Passamos a balsa e seguimos em frente, achando que à noite chegaríamos em Manaus. Mais uma vez nos enganamos, a balsa do rio Tupuanã estava toda quebrada e encalhada, encostada em uma enorme ponte de madeira com uns 30 m de altura por 1,50 m de comprimento. O último veículo que tentou passar há 3 anos atrás desabou, quase matando o seu motorista. A ponte estava praticamente caindo. Vou contar um pouquinho dessa "doideira" que foi chegar do outro lado do rio, pois normalmente você chegaria na barranca do rio, buzinaria e a balsa viria, mas:

  1. O balseiro não estava;
  2. Era feriado em razão da eleição;
  3. A balsa estava solta no rio e só ancorada pela ponte, senão tinha ido rio abaixo;
  4. Uma das rampas de acesso estava quebrada e solta em baixo d'água;
  5. O rio era largo com correnteza e a balsa super pesada e encalhada.

A situação era das mais complicadas, mas não chegava a assustar. Tínhamos agora que botar a mão da massa, quero dizer na balsa. Os palpites desordenados começaram: cada um tinha uma idéia. Teríamos antes de tudo que nos organizar. Depois de um bom tempo desistimos de erguer a rampa que estava emperrada. Teríamos que virá-la do outro lado para pode embarcar, é o que foi feito. Nesta operação usamos de todos os nossos recursos: aproximadamente 200 metros de cabos de aço, cordas, catarina, etc. Grita daqui e dali e a coisa começou a funcionar. Embarcamos o primeiro jipe com o Fontana dirigindo e eu coordenando os cabos na popa da balsa. Quando estávamos quase chegando do outro lado, uma das cordas arrebentou proporcionado uma cena de dar inveja ao Indiana Jones: a balsa pegou um embalo e foi de encontro à ponte. Como nos filmes, no último segundo jogaram-me a outra ponta da corda e dei rapidamente um nó; corri, me joguei na água e nadei o que pude para sair do alcance da ponte caso esta desabasse. Foi adrenalina pura. Depois de dado o nó a corda esticou e segurou a proa batendo na ponte só com popa. A ponte balançou, estralou e acabou caindo só uma viga lá de cima, ao lado da balsa. Quando olhamos o Fontana estava branco dentro do jipe, mas não abandonou o barco. Caso a balsa tivesse batido para valer a ponte poderia ter desabado e as consequências seriam sérias.

A balsa que estava ancorada com o guincho do jipe do Brick acabou puxando este para dentro do rio. Quando a balsa bateu, o jipe já estava com água na atura do parabrisa. Perdemos o dia todo para atravessar os nossos jipes e os 2 caminhões, que estavam do outro lado, cujos motoristas e ajudantes também nos ajudaram.

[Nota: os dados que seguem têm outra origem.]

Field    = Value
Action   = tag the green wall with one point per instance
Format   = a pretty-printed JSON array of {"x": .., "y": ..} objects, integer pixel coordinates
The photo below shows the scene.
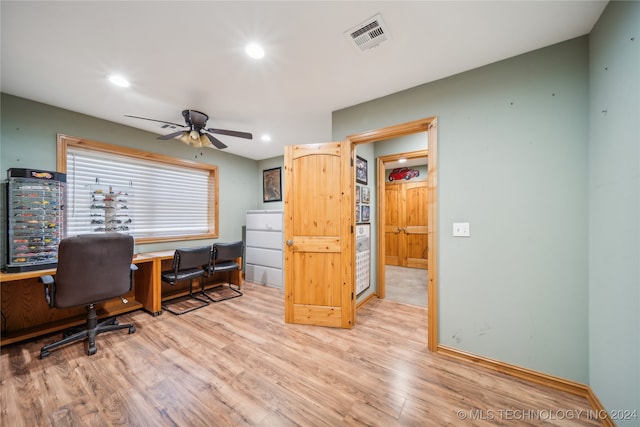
[
  {"x": 614, "y": 209},
  {"x": 28, "y": 140},
  {"x": 512, "y": 146}
]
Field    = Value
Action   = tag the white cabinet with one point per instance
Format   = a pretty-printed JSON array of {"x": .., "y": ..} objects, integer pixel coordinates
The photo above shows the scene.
[{"x": 263, "y": 248}]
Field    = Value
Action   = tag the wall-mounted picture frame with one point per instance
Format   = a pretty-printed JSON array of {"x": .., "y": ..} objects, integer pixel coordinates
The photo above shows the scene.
[
  {"x": 362, "y": 171},
  {"x": 365, "y": 213},
  {"x": 272, "y": 185},
  {"x": 365, "y": 195}
]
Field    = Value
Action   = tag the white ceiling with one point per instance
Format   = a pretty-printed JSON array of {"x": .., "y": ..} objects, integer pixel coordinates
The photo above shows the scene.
[{"x": 182, "y": 54}]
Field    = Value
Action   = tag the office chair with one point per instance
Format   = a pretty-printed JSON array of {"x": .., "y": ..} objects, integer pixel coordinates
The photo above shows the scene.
[
  {"x": 91, "y": 269},
  {"x": 188, "y": 264},
  {"x": 225, "y": 259}
]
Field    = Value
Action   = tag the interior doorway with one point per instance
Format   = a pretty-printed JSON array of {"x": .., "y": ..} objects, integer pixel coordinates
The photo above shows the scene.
[
  {"x": 403, "y": 214},
  {"x": 428, "y": 125}
]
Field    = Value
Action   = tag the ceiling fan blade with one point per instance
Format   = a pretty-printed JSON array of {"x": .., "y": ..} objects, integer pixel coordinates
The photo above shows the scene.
[
  {"x": 235, "y": 133},
  {"x": 215, "y": 141},
  {"x": 174, "y": 134},
  {"x": 154, "y": 120}
]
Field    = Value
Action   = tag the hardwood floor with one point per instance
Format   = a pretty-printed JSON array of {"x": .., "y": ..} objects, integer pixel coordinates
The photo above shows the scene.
[
  {"x": 406, "y": 285},
  {"x": 236, "y": 363}
]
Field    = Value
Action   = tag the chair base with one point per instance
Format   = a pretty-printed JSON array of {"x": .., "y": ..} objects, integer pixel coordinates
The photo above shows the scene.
[
  {"x": 227, "y": 292},
  {"x": 178, "y": 301},
  {"x": 88, "y": 332}
]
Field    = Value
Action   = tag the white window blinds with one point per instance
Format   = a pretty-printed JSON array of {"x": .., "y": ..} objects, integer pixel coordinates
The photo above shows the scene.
[{"x": 162, "y": 200}]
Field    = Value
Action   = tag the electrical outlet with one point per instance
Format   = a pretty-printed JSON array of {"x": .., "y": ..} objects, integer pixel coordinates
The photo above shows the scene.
[{"x": 461, "y": 229}]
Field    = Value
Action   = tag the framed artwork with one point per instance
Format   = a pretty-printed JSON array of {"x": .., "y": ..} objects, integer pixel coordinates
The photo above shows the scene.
[
  {"x": 365, "y": 213},
  {"x": 361, "y": 170},
  {"x": 272, "y": 185},
  {"x": 365, "y": 195}
]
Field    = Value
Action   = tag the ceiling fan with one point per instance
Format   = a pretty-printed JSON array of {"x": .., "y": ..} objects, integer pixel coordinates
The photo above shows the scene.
[{"x": 195, "y": 133}]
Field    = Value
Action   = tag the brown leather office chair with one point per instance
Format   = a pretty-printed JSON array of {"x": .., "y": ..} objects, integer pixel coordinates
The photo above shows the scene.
[
  {"x": 91, "y": 269},
  {"x": 225, "y": 260},
  {"x": 188, "y": 264}
]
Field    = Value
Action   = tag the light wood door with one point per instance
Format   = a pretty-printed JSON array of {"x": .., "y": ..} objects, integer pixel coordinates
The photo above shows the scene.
[
  {"x": 318, "y": 250},
  {"x": 394, "y": 250},
  {"x": 406, "y": 224}
]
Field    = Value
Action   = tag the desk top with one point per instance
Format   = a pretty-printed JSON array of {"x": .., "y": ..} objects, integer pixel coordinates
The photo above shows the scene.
[{"x": 10, "y": 277}]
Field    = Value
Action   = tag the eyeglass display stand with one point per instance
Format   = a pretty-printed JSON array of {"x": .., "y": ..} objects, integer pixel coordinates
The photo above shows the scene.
[{"x": 110, "y": 211}]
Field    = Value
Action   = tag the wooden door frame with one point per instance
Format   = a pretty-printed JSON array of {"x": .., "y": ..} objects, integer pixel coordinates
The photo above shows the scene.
[
  {"x": 430, "y": 126},
  {"x": 381, "y": 210}
]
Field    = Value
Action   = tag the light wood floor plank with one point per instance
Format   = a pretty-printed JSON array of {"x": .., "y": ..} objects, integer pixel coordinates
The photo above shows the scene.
[{"x": 236, "y": 363}]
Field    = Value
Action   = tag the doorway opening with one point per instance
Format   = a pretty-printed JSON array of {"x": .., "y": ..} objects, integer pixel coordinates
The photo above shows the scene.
[
  {"x": 428, "y": 125},
  {"x": 404, "y": 216}
]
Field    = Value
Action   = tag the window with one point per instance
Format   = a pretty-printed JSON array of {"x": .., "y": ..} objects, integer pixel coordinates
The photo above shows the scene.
[{"x": 166, "y": 198}]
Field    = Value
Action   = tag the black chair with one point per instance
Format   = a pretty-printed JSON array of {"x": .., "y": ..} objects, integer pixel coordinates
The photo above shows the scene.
[
  {"x": 91, "y": 269},
  {"x": 225, "y": 259},
  {"x": 188, "y": 264}
]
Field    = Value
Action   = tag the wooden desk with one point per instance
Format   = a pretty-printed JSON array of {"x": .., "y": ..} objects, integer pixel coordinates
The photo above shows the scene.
[{"x": 26, "y": 315}]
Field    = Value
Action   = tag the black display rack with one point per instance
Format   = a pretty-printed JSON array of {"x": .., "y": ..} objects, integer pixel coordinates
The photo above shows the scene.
[{"x": 35, "y": 219}]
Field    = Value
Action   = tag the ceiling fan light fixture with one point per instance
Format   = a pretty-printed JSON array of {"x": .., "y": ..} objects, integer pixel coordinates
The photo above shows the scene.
[{"x": 254, "y": 50}]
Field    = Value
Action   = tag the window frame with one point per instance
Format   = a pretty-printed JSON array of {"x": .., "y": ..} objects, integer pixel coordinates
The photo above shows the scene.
[{"x": 65, "y": 141}]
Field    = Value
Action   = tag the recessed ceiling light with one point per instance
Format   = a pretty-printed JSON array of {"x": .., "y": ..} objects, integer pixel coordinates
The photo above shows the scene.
[
  {"x": 254, "y": 50},
  {"x": 119, "y": 80}
]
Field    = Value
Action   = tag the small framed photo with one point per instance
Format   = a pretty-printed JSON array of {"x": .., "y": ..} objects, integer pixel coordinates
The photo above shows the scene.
[
  {"x": 272, "y": 185},
  {"x": 362, "y": 171},
  {"x": 365, "y": 195},
  {"x": 364, "y": 214}
]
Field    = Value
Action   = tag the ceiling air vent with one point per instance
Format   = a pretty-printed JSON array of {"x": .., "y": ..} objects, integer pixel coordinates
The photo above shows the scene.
[{"x": 369, "y": 33}]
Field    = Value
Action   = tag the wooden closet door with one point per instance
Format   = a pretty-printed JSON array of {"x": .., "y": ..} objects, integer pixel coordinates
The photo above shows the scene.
[
  {"x": 392, "y": 225},
  {"x": 415, "y": 224},
  {"x": 406, "y": 224}
]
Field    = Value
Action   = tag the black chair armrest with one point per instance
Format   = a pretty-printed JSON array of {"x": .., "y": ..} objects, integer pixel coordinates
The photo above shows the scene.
[{"x": 49, "y": 289}]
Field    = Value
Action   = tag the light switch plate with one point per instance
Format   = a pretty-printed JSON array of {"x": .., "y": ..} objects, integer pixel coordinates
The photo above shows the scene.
[{"x": 461, "y": 229}]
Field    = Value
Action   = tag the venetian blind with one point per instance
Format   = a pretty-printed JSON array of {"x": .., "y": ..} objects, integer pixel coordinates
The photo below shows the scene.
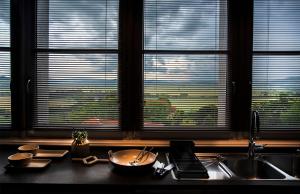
[
  {"x": 276, "y": 63},
  {"x": 5, "y": 96},
  {"x": 185, "y": 64},
  {"x": 77, "y": 60}
]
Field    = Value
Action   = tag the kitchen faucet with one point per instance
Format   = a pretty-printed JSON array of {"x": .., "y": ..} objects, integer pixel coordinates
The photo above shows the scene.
[{"x": 252, "y": 146}]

Logo em seguida desaguou uma chuva daquelas, amenizando um pouco o calor. Comemos um bom peixinho no boteco do Sr. Altamir. Daqui para frente a estrada melhoraria até a cidade de Careiro, onde tivemos que pernoitar meio que na amarra, pois tinhamos planejado chegar em Manaus.

Este foi um dos melhores dias da aventura e depois desta vimos que a turma está preparada para o que der e vier. No dia seguinte, por um bom asfalto seguimos até Manaus, antes a última balsa que sai do Rio Negro e passa pelo encontro das águas até o Rio Solimões, espetáculo à parte.

Depois de 26 dias sem nenhuma baixa, sãos e salvos, percorrendo a maior floresta tropical do mundo, estávamos todos orgulhoso do feito. Ao entrarmos em Manaus, levamos um susto que coisa mais estranha esta tribo! Carros e mais carros, todos se vestindo meio igual, habitando ocas uma em cima das outras, todo mundo meio doido! De cara feia. Parecia que ninguém se conhecia, pois não se cumprimentavam, apesar de morarem uns coladinhos aos outros. Mantinham as portas bem fechadas com medo não sei de que. Só se for de outras tribos rivais nas redondezas ou então porque chegamos e imaginaram sermos invasores. Esta foi a nossa impressão ao reencontrar a "cidade grande". Ficamos lá por mais 3 dias, mandamos os jipes por cegonheiras (caminhões) que viriam buscar carros na fábrica da Renault, em Curitiba. Pegamos o avião com destino a nossa tribo, no sul, chamada Curitiba (Curi = muitos, Tiba = pinheiros) na língua tupi-guarani, referência a árvore Araucária que um dia já foi abundante em nosso território.